Company car and van drivers working in consultancy and the utilities have the most penalty points on their licences, while those in the financial and public sectors have the least, according to new research.
The research released by CFC Solutions breaks down the percentage of drivers with and without points for key industry sectors, based on several thousand users of its licence checking software.
It reveals that more than 8% of employees driving in the consultancy sector and more than 7% driving for UK utility companies have more than five points on their licence – approaching one tenth of their entire fleet.
“Having a greater number of higher-risk drivers in what might be considered to be higher-risk occupations concerns me greatly, but does not surprise me,” explains Chris Charlton, road risk manager at CE Electric UK.
“For many years, it has not been the custom to invest in an individual’s driving, particularly where the vehicle was provided to enable an individual to carry out their primary role.”
Every company has a legal obligation to their drivers to make sure that they are as safe as possible while out on the road.
There are a number of ways that companies can tackle duty of care for their drivers from educating them with risk assessments, further training and leaflets and manuals.
Companies can also carry out safety checks on the vehicles themselves, making sure they are serviced regularly and maintained.
But licence checking can provide the first effective step in accident management in terms of assessing an organisation’s drivers.
“Driving is something that we all do and very much take for granted and there was clearly an assumption that drivers did not need additional training so it did not receive the priority it deserved,” says Charlton.
“We are now seeing the consequences of that lack of priority. That is not to say that utilities drivers are bad or unsafe drivers. Yes, they pick up penalty points but that fact alone does not make them bad drivers.
“CE Electric UK has what I would consider to be a great record. We can do better which is why Occupational Road Risk features as a priority on our safety improvement plan. In fact, driving is now used as a litmus test for their attitude towards wider risk activities.”
CE Electric has a manual driving licence checking system which is about to be upgraded and made more robust.
At the moment, it relies on management referral when penalty points are identified or when a Notice of Intended Prosecution is received from the police.

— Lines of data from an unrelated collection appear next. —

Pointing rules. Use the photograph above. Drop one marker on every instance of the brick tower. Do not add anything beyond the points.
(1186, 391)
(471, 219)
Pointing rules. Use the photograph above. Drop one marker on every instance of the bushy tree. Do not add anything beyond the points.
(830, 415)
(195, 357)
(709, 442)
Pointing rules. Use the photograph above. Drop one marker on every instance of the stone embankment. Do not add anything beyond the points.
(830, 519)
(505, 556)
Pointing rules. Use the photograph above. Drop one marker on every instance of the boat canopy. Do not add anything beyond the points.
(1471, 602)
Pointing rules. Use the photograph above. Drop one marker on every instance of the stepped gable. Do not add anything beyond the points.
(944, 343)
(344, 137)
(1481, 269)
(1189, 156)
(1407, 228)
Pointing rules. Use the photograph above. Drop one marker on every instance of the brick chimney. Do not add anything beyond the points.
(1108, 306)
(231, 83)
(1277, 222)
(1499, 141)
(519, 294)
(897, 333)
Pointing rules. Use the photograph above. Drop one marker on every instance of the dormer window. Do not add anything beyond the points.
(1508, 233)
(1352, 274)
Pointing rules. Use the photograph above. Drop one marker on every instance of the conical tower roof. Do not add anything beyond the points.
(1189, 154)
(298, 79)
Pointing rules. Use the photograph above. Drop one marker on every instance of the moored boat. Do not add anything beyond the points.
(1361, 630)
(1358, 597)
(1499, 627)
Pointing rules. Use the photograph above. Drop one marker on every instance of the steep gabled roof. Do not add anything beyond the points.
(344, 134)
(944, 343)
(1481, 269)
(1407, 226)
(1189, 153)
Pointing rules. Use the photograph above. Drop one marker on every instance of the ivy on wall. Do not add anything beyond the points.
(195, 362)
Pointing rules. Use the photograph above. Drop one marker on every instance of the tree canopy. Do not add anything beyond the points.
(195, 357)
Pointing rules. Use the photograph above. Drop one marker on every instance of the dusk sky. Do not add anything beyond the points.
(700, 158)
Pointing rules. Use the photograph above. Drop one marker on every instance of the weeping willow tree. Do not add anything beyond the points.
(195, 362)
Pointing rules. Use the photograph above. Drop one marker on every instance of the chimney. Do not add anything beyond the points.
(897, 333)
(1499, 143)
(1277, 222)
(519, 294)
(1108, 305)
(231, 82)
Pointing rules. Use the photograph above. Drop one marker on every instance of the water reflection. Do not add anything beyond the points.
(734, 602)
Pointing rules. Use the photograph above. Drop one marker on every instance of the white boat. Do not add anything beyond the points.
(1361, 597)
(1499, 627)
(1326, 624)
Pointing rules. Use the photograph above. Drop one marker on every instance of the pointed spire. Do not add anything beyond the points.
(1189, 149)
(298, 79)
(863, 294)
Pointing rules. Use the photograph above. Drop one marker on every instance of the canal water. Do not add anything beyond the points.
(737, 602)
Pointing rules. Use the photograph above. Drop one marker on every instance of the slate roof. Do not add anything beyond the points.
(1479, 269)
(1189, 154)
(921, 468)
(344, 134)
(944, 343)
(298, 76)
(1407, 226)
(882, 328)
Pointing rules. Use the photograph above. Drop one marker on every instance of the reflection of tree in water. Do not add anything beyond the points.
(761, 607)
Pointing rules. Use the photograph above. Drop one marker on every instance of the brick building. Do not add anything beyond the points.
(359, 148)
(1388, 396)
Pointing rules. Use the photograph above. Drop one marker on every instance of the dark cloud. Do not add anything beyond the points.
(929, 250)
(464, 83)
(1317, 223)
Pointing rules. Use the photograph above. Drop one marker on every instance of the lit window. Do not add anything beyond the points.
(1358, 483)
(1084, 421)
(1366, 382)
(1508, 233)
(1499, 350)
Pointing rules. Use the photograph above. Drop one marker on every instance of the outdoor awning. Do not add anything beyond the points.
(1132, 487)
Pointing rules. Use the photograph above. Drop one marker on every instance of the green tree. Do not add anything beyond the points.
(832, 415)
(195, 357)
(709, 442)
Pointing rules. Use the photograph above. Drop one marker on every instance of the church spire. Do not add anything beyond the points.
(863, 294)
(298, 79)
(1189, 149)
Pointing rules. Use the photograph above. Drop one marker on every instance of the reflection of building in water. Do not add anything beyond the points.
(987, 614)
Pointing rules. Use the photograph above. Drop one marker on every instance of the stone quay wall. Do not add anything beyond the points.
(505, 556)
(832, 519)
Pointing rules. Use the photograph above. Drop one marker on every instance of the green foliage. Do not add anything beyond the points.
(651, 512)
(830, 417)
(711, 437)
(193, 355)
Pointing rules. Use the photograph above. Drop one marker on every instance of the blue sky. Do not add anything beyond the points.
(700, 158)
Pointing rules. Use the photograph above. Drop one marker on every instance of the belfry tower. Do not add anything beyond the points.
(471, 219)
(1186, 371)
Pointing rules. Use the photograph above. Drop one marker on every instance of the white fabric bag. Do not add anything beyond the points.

In these cases, drivers are required to undertake a targeted workshop and an on-road driving assessment dependent upon the nature of why the points were acquired.
“For example, a driver who accumulates six penalty points for speeding offences will be referred to an in-hours speed awareness workshop,” says Charlton.
“We also have the option to provide additional training should it be required. We invest heavily in training these individuals for their principal role – it makes sense to invest a little bit more to keep them driving to get the best from that initial investment.”
In the financial sector, more than 93% of drivers had no points on the licence, while public sector drivers (91%) and healthcare drivers (89%) had the second and third highest percentages respectively of low risk drivers.
Damian James, Fleet News award winner and fleet manager at Bracknell Borough Forest Council, was not surprised by the public sector’s results.
“Generally for work purposes drivers are travelling short distances and infrequently,” says James. “Our average mileage is 7,000 miles per annum.”
He checks licences annually except when a driver has six points or more when he moves to quarterly checks.
“A driver mandate is signed at each check which asks that we get updated if the status of their licence changes during the year,” says James.
“We don’t check licences with the DVLA direct mostly due to cost. Copies are scanned onto our fleet management system and the next check date updated.”
Drivers who fall into higher risk groups may require some kind of remedial action such as additional training and also need a much closer eye keeping on them.
“This is something that employers need to take seriously,” says Neville Briggs, managing director at CFC Solutions.
“Their licence should be rechecked perhaps every three months or even monthly to see if they have been penalised with additional points that could even see them banned.”